When I was traveling to a different campus just about every week as a national advisor, I would toss my duffel bag and backpack into the middle of my room until the next trip, usually just days later. In those few days, the bags would usually puke clothes, shoes and what not all over my room as I geared up to hit the road again. I didn’t really see the point in unpacking just to have to pack again. This is how things went from September through November.
I don’t like messes. I like to have my ducks in a row, as well as my clothes, books, furniture and so on. In those days when I was always on the road, it was hard to keep things in order. There wasn’t much of a point given every time I returned home I was on the verge of leaving again.
So rather than spazzing about stashing my bags and clothes to keep up appearances, I learned to just deal with the clutter. I got to a point where I was ok with sitting in my mess. I was a big boy. I could have cleaned up my room if I really wanted to, but the mess was just going to come back if I haphazardly tossed my junk into the closet and under my bed. It wouldn’t have really solved anything. The mess was still there.
I’m pretty good at making a mess of more than just my room. That’s what sin does. It sullies everything it touches. And 27 years of life has taught me that I am really good at sinning. Sometimes surprisingly good at it. I find new and creative ways to fall flat on my face on a near daily basis. Some would call me an innovator.
As a (slowly) recovering perfectionist, my default setting is to hurry up and clean up my messes before anyone sees that I am not perfect. I am generally quick to repent when I mess up, which is the appropriate response. Then I move on and act like that was a mishap uncharacteristic of who I am. Toss the bags in the closet. Kick the dirty clothes under the bed. No one will see them there.
The fact of the matter is that sin is completely consistent with who I am. I am a sinner saved by grace. I am so much more sinful than I like to give myself credit. Yet I am so much more loved than I will ever grasp.
“There is therefore now no condemnation for those who are in Christ Jesus.” Romans 8:1
When I stop acting surprised about my sin and start enjoying the freedom I have in Christ, there is a ton of opportunity for growth.
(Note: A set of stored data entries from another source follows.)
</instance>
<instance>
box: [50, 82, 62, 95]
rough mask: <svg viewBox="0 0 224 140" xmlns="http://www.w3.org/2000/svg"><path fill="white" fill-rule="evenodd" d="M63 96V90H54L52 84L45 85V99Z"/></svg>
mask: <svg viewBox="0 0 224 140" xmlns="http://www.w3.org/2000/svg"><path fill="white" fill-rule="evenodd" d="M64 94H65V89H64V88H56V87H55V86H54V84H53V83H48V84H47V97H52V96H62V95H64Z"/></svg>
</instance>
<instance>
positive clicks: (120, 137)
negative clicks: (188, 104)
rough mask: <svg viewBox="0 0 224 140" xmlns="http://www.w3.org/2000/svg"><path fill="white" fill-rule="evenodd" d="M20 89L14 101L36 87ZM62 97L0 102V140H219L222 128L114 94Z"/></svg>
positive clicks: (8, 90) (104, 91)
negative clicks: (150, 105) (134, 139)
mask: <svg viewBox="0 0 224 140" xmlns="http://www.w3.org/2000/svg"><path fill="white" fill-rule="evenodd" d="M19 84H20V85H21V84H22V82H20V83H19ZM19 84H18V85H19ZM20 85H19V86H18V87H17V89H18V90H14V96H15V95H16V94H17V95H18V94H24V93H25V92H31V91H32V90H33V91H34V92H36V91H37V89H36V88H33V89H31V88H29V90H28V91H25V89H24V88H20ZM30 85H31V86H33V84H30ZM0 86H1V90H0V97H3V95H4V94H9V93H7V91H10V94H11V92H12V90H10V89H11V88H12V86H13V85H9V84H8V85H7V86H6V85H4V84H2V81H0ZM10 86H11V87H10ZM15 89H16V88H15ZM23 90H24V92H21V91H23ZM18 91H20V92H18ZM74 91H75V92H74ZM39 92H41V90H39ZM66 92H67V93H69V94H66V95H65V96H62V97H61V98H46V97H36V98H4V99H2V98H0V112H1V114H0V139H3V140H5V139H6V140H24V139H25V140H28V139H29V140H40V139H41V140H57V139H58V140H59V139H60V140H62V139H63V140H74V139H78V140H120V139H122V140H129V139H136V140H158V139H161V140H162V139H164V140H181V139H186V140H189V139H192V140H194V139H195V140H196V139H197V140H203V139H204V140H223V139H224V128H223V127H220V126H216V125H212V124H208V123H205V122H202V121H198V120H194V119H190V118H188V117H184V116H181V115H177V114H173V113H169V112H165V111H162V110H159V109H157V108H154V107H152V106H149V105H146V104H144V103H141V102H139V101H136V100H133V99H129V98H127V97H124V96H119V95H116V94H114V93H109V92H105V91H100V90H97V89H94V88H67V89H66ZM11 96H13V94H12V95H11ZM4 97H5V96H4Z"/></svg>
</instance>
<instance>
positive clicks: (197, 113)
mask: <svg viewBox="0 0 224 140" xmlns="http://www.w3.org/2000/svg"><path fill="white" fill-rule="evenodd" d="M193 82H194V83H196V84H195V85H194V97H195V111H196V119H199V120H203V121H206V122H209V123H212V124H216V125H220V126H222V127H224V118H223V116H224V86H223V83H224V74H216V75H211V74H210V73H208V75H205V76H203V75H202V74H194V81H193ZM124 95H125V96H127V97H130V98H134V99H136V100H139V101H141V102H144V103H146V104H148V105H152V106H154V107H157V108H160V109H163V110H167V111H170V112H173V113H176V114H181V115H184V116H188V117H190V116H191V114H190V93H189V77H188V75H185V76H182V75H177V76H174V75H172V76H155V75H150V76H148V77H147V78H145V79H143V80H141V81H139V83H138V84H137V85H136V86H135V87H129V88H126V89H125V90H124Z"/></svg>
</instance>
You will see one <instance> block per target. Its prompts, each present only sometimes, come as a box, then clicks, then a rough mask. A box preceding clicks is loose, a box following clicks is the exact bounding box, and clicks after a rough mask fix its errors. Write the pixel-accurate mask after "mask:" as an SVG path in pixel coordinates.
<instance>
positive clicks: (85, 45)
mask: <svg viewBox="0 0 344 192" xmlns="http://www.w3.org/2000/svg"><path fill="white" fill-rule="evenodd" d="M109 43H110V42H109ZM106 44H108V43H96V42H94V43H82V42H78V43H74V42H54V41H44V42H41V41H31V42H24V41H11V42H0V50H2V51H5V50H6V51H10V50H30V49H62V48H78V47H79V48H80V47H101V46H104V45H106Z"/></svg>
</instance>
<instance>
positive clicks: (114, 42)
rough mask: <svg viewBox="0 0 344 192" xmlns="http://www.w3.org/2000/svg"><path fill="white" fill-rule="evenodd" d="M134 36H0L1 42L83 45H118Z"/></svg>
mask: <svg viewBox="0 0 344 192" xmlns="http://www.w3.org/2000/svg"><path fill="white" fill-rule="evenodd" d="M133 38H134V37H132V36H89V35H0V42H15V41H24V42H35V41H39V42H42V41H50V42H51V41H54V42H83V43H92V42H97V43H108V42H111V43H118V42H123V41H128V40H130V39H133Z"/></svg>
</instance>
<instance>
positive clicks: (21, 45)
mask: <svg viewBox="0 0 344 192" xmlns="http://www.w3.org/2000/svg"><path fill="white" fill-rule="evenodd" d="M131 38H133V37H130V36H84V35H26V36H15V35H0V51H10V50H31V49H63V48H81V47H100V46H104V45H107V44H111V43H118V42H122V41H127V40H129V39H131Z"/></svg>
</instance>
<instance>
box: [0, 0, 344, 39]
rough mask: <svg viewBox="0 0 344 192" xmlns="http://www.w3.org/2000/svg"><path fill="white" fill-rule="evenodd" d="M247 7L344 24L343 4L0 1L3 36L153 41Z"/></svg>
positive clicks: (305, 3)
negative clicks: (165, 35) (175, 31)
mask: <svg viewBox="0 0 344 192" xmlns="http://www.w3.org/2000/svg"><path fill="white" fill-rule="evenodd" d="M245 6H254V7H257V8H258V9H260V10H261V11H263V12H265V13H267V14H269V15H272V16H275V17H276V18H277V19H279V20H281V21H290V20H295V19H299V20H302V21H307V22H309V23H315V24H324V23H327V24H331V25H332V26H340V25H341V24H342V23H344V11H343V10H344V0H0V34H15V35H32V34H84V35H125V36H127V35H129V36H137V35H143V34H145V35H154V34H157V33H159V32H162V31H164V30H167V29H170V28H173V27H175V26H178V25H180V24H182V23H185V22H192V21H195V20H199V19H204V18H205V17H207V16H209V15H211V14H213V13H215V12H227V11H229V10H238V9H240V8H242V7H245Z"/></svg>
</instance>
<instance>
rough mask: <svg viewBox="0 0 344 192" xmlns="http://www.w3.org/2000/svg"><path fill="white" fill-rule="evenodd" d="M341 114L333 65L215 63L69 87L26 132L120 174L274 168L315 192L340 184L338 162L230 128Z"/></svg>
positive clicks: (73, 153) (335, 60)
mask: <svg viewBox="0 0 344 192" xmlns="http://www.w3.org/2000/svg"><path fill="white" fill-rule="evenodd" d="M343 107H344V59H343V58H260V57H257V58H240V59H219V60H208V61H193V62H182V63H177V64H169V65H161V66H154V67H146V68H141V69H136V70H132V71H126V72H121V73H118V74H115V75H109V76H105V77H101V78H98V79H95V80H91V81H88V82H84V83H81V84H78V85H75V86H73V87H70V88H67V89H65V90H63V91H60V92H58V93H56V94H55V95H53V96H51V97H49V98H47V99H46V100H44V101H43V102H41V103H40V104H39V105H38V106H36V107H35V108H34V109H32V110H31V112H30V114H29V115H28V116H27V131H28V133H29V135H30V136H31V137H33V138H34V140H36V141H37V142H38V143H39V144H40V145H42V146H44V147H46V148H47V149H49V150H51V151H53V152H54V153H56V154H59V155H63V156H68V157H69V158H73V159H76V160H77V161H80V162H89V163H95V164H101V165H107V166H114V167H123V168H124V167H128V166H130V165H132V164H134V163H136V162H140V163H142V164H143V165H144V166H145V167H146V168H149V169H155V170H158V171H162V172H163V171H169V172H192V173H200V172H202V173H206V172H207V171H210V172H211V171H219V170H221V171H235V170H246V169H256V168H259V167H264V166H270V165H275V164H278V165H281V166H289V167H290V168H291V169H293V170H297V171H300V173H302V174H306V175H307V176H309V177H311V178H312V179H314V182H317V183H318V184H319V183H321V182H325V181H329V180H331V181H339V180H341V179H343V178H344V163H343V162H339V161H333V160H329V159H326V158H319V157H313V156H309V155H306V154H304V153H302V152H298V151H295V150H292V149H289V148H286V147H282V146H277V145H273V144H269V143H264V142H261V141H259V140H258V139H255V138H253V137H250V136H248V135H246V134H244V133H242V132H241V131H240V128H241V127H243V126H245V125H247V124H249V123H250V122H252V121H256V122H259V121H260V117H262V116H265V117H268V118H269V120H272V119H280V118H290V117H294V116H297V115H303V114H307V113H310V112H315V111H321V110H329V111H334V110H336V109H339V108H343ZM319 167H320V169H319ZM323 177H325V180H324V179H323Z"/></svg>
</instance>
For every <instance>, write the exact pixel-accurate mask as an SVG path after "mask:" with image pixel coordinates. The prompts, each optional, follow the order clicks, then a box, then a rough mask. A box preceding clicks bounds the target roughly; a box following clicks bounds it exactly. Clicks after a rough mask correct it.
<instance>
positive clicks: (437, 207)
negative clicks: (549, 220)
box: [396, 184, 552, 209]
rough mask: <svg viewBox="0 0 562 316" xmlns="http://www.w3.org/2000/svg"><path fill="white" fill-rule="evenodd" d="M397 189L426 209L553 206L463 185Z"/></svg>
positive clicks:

I recently listened to a lecture from John Coe on Romans 8:1 that expanded my perspective on a verse I had heard a number of times. Because there is no condemnation in Christ, I no longer have to beat myself up, cover up sin or hurry to clean myself up. This God-breathed, blood-bought promise says that Christ won’t condemn me and neither my peers nor myself can condemn me. I am sinning when I burden myself by piling on condemnation that Christ himself has already paid for.
In light of the fact that I am exempt from even my own condemnation, I am able to sit in the mess I have made in order to try to understand it. Why did I fail? What caused me to fall into sin? What lie did I believe? What deeper source idols and heart issues are at work here?
Scrambling to clean up my messes and keep up appearances does not get rid of the mess; That just hides it. Then I miss out on a learning experience that the Lord is leading me through. He wants me to use my freedom to learn about myself, namely how messed up I am and how desperately I need him. This is a messy route to holiness, but it is a productive one.
So take some time to sit in your own mess, and praise Jesus for walking with you through it. Praise him for revealing blind spots and pressing into them with the intent of fully delivering you from them. Quit hiding your mess. Leverage your freedom in Christ to learn from your mess and grow from your poor decisions.